Foma's approbation, his eyes burning with satisfaction, and his excited face gave Yozhov still more inspiration, and he cried and roared ever louder and louder, now falling on the lounge from exhaustion, now jumping up again and rushing toward Foma.
"Come, now, read about me!" exclaimed Foma, longing to hear it.Yozhov rummaged among a pile of papers, tore out one sheet, and holding it in both hands, stopped in front of Foma, with his legs straddled wide apart, while Foma leaned back in the broken-seated armchair and listened with a smile.

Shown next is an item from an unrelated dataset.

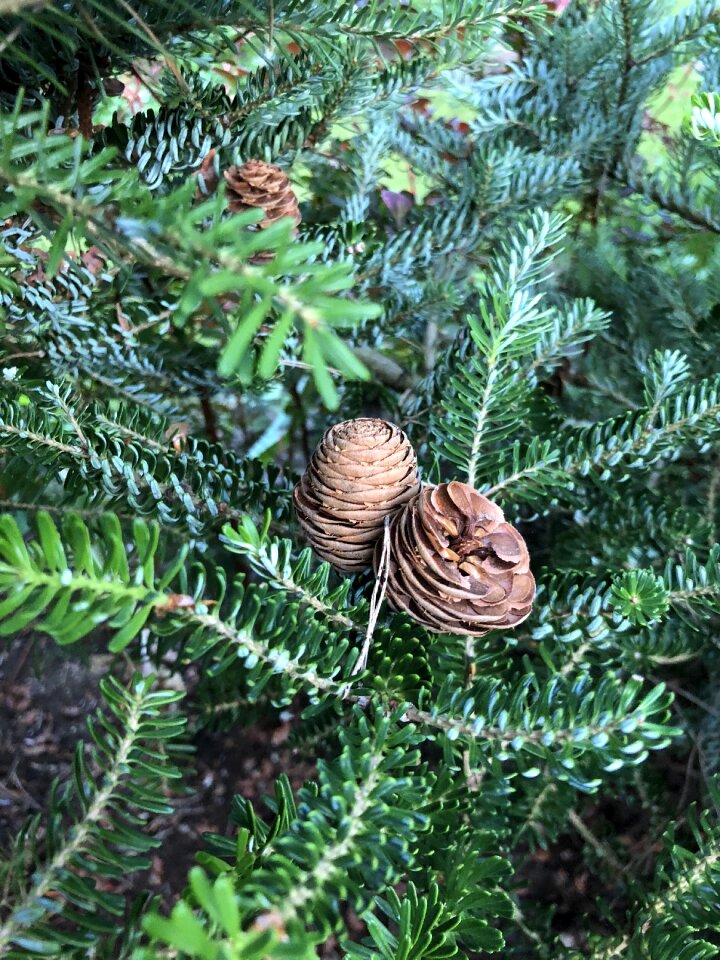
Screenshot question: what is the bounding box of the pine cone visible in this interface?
[294,418,420,573]
[224,160,301,228]
[382,481,535,637]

The notice about Foma started with a description of the spree on the rafts, and during the reading of the notice Foma felt that certain particular words stung him like mosquitoes. His face became more serious, and he bent his head in gloomy silence. And the mosquitoes went on multiplying.

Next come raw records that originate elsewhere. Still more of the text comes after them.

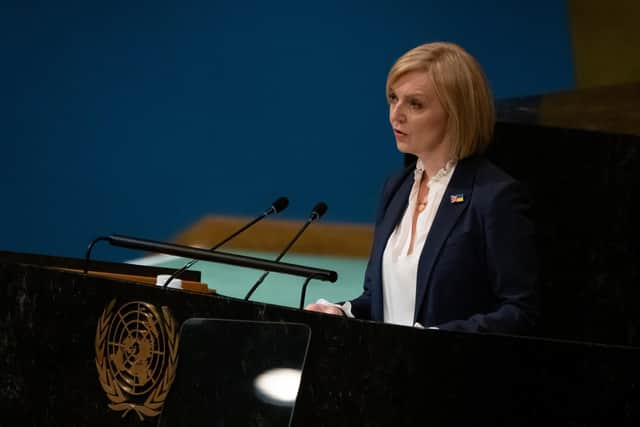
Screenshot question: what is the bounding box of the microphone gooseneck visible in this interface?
[162,197,289,288]
[244,202,329,301]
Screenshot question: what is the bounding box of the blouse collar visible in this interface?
[413,158,456,185]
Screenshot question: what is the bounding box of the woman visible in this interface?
[307,43,538,333]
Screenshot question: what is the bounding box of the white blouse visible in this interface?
[382,160,456,326]
[316,159,456,327]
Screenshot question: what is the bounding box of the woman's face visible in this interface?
[387,71,450,158]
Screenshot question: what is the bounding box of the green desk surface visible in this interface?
[129,251,367,307]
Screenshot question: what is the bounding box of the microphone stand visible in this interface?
[162,197,289,288]
[244,202,327,301]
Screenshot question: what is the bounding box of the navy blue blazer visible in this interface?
[351,157,539,333]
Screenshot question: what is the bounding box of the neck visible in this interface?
[418,155,451,182]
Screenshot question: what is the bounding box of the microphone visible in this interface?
[244,202,328,301]
[162,197,289,288]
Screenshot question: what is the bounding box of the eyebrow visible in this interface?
[389,89,428,98]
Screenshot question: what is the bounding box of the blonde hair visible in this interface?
[386,42,495,159]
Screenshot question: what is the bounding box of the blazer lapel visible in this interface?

"Now that's too much! "said he, at length, confused and dissatisfied. "Surely you cannot gain the favour of God merely because you know how to disgrace a man.""Keep quiet! Wait awhile!" said Yozhov, curtly, and went on reading.
Having established in his article that the merchant rises beyond doubt above the representatives of other classes of society in the matter of nuisance and scandal-******, Yozhov asked: "Why is this so?" and replied:
"It seems to me that this predilection for wild pranks comes from the lack of culture in so far as it is dependent upon the excess of energy and upon idleness. There cannot be any doubt that our merchant class, with but few exceptions, is the healthiest and, at the same time, most inactive class.""That's true!" exclaimed Foma, striking the table with his fist.

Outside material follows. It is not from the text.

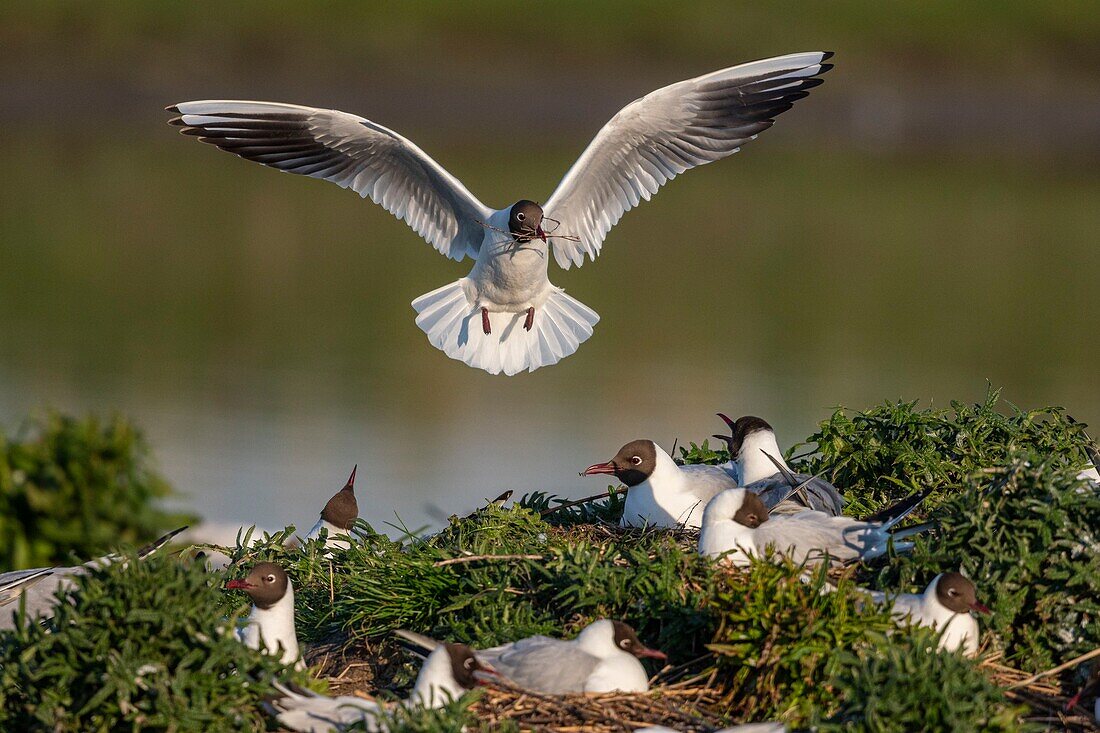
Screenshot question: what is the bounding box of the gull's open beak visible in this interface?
[474,661,501,686]
[581,461,615,475]
[638,647,669,661]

"That's true! I have the strength of a bull and do the work of a sparrow.""Where is the merchant to spend his energy? He cannot spend much of it on the Exchange, so he squanders the excess of his muscular capital in drinking-bouts in kabaky; for he has no conception of other applications of his strength, which are more productive, more valuable to life. He is still a beast, and life has already become to him a cage, and it is too narrow for him with his splendid health and predilection for licentiousness. Hampered by culture he at once starts to lead a dissolute life. The debauch of a merchant is always the revolt of a captive beast. Of course this is bad. But, ah! it will be worse yet, when this beast, in addition to his strength, shall have gathered some sense and shall have disciplined it. Believe me, even then he will not cease to create scandals, but they will be historical events.
Heaven deliver us from such events! For they will emanate from the merchant's thirst for power; their aim will be the omnipotence of one class, and the merchant will not be particular about the means toward the attainment of this aim.
"Well, what do you say, is it true?" asked Yozhov, when he had finished reading the newspaper, and thrown it aside.